Blocking at the firewall might not be enough. users can bypass firewalls by pluggin in their cellphones or 3G cards.
as The_Librarian said, data copied to USB is a big threat. Has a look at the spector 360 software from my earlier post. It keeps independent tamper-proof logs of all the above mentioned activities.
treating internal data security threats, like external threats (will a firewall alone) will leave some gaps.
The standard laws are clear on this: If it is a company PC then All the information contained on the harddrive belongs to the company(their wording would be more formal but still mean the same thing). They should have kept personal stuff seperate from work stuff if they wished for that privacy.
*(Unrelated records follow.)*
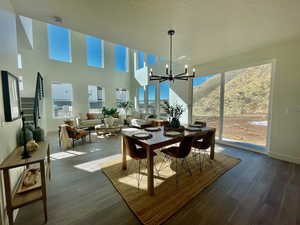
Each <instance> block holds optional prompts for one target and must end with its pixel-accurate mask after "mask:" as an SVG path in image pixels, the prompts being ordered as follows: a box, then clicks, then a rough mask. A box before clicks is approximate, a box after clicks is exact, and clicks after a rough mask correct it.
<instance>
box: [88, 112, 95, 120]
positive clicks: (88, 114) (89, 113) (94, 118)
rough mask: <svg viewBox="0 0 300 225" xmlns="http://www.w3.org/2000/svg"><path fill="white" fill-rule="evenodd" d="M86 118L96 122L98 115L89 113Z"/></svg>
mask: <svg viewBox="0 0 300 225" xmlns="http://www.w3.org/2000/svg"><path fill="white" fill-rule="evenodd" d="M86 117H87V119H88V120H95V119H96V118H97V115H96V114H95V113H87V114H86Z"/></svg>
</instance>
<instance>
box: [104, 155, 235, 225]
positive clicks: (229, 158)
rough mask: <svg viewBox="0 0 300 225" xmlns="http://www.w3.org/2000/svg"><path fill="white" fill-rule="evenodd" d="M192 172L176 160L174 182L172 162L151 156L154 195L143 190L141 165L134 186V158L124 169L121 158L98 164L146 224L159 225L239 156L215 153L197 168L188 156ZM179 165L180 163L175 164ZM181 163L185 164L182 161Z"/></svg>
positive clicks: (145, 177)
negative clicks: (211, 162) (154, 172)
mask: <svg viewBox="0 0 300 225" xmlns="http://www.w3.org/2000/svg"><path fill="white" fill-rule="evenodd" d="M178 162H179V161H178ZM188 162H189V165H190V168H191V170H192V175H190V174H189V173H188V171H187V170H186V166H184V167H181V164H179V163H178V171H179V172H178V179H177V180H178V183H177V185H176V173H175V162H174V161H172V162H167V163H162V157H155V167H156V168H157V169H160V172H159V175H158V174H157V173H155V183H154V185H155V194H154V196H149V195H148V193H147V169H146V166H142V167H141V174H142V176H141V178H142V179H141V182H140V186H139V188H138V182H137V175H138V167H137V164H136V161H135V160H130V159H128V164H127V165H128V169H127V170H122V169H121V166H122V163H121V158H120V159H116V160H113V161H110V162H106V163H102V164H101V165H100V166H101V168H102V171H103V172H104V173H105V174H106V176H107V177H108V178H109V179H110V181H111V182H112V184H113V185H114V187H115V188H116V189H117V190H118V192H119V193H120V194H121V196H122V197H123V199H124V200H125V201H126V203H127V205H128V206H129V208H130V209H131V210H132V211H133V212H134V214H135V215H136V216H137V218H138V219H139V220H140V221H141V222H142V223H143V224H147V225H159V224H161V223H163V222H165V221H166V220H167V219H168V218H170V217H171V216H172V215H174V214H175V213H176V212H177V211H178V210H180V209H181V208H182V207H183V206H184V205H185V204H187V203H188V202H189V201H190V200H191V199H192V198H193V197H195V196H196V195H198V194H199V193H200V192H201V191H202V190H203V189H204V188H206V187H207V186H208V185H210V184H211V183H213V182H214V181H215V180H216V179H217V178H218V177H220V176H221V175H223V174H224V173H225V172H226V171H228V170H229V169H231V168H233V167H234V166H236V165H237V164H238V163H239V162H240V159H237V158H233V157H230V156H227V155H223V154H220V153H217V154H215V160H214V161H213V162H212V163H208V162H207V163H206V165H204V166H203V167H204V168H203V169H202V170H200V166H199V161H198V160H196V158H195V157H193V156H192V155H191V156H189V157H188ZM179 165H180V166H179ZM184 165H185V164H184Z"/></svg>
So yes people IF you dont want work to know about it....... dont do it at work. & certainly dont use their pc's for it , if you must do it in working hours.
Certainly, an employer may monitor whether an employee is distracted from the employer's business and may take disciplinary action if an employee engages in personal matters during work hours; that right to discipline or terminate, however, does not extend to the confiscation of the employee's personal communications.
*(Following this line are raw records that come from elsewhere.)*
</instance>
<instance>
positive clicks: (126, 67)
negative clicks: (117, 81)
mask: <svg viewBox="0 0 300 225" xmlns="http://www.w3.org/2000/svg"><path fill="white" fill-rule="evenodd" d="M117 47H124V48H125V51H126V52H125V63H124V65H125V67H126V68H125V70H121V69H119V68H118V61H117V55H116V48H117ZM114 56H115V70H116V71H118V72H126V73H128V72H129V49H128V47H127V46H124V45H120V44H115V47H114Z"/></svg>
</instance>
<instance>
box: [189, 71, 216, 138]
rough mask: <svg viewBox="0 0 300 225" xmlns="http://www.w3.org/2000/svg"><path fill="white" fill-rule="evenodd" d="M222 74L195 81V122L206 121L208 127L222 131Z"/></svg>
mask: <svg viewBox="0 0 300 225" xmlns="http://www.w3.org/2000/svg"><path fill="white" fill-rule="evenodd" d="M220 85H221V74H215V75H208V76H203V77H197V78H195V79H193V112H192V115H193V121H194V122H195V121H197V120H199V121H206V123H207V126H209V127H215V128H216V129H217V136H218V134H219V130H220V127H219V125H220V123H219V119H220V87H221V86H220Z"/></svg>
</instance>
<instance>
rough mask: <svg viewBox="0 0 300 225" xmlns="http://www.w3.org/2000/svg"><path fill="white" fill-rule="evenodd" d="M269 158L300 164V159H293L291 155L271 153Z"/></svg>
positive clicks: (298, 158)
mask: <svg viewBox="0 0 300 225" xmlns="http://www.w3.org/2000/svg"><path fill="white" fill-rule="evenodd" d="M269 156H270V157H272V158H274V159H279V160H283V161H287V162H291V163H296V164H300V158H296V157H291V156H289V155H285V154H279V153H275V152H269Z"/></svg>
What standard laws are you referring to? I've been involved in this before, and unless the IT policy was very clear about it, the companies always end up in bigger trouble.
Companies normally gets away with this because the workers don't know better. They get bullied into signing admission of guilt forms, because the employer tells them "it's a work pc so we have the right to monitor you".
No need for admission of guilt forms or any of that.
The PC belongs to you & so does all the data contained on it even with out any confidentiallities & other such come into play.
The PC get provided for work puposes not for other use. This means the PC still belongs to the company & has not been made your personal property. So unless you as the employeee made the boss sign a conttract preventing him from inspecting the company's property, ...... sorry they have all the rights & access to ANY data contained on the PC, even if it was historically deleted(retrieveable permitting HDD has not been formatted).
So basically the first law that comes into play is the law of ownership. The PC firstly belongs to the company & not the employee.
The employer may not set traps for the employee, yes, that is called entrapment. (just to underline) There is no law that says a company manager/boss or owner cannot have a look at or inspect the information belonging to a company. Which it does as it is on the company PC. This information can then be used to protect the company if needed.
lol. So by your reasoning, it's not even necessary for any employees to sign IT contracts, since the employee should let the employer sign a contract?
There's a huge difference in finding information on a pc, and monitoring PRIVATE emails.
no contracts are good & have a purpose. to protect the company.
for this example I will imagine you work here @ myBB.
your girlfriend sends a provacative pic of her to your work email on [email protected] just before your going home time.
that makes it company property as it was sent to mybb.co.za
however if she had sent the same pic to your cellphone it will remain private & the boss cannot ask to look at your phone unless(but very unlikely) the company had started so in their contract with you.
no contracts are good & have a purpose. to protect the company.
for this example I will imagine you work here @ myBB.
your girlfriend sends a provacative pic of her to your work email on [email protected] just before your going home time.
that makes it company property as it was sent to mybb.co.za
however if she had sent the same pic to your cellphone it will remain private & the boss cannot ask to look at your phone unless(but very unlikely) the company had started so in their contract with you.
I 100% agree, but that's work email. What's being discussed here is the employer monitoring private emails (Gmail).
But the IT policy states that the computer is for work purposes only. So if the user uses it for private purposes they are breaking the rules of the IT policy.
But the IT policy states that the computer is for work purposes only. So if the user uses it for private purposes they are breaking the rules of the IT policy.
Exactly, and then you can take action and give them a warning or whatever. But does your policy say that you can monitor private email? Just because they're breaking the rules, doesn't mean you can do it too.
But your allowed to monitor their internet browsing so if they browse to gmail are you not allowed to monitor that?
No. Because you can't get to their emails from browsing their internet history. The have to enter their username and password to get to their private email, and that makes it private. If you monitor their private emails, it means you have something in place like a keylogger, or you're monitoring what's going on while they're working on the pc. That also means that you then have access to all their banking details if they use the pc for internet banking. And this just makes it all a lot more serious for the employer.
Basically, you can take action against them for using the pc for private purposes, but that's a minor offence. You monitoring private emails is a lot more serious, unless you specifically specify that in your it policy.